Working with several partners -- including WCMC and the World Wildlife Fund WRI wove together some of this diverse data, knowledge, and expertise. First we developed a preliminary map of "candidate frontier forests" large forested areas with few roads or modern settlements and sent it to 90 forest experts around the world. Using criteria WRI developed, ten to fifteen experts for each region commented on proposed frontier areas confirming sites as frontier forests, rejecting sites, or redrawing their shape and boundaries. (See "Definitions Used in this Study") [19]
Experts also supplied information on the status of frontiers they identified if and how these forests are endangered by development. They also answered our queries about future threats, specifying whether frontiers were in timber concessions or housed such high-value resources as timber, oil, or gold.

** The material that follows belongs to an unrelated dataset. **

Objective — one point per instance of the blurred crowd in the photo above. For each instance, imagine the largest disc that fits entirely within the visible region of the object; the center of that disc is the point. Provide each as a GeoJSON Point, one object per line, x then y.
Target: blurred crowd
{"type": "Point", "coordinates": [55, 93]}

Using a geographic information system, [20]. WRI combined all of these site-specific data into a single global database and a series of regional maps. Far from perfect, these maps nonetheless provide the first realistic picture of the location and status of the world's frontier forests. In the coming months and years, WRI will work with partners around the globe to update and improve the maps as more information becomes available and to get them to decision-makers in whose hands the fate of frontier forests rests.
References and notes
19. This study was limited to mapping frontier forests within closed forest ecosystems. WRI was unable to map large natural tracts of woodland area (more open forest, generally located in drier regions of the world, between closed forest and savannah), because no global map exists depicting wooded areas of the world.
20. Geographic Information Systems are used to store, analyze and display spatially-referenced (map) data.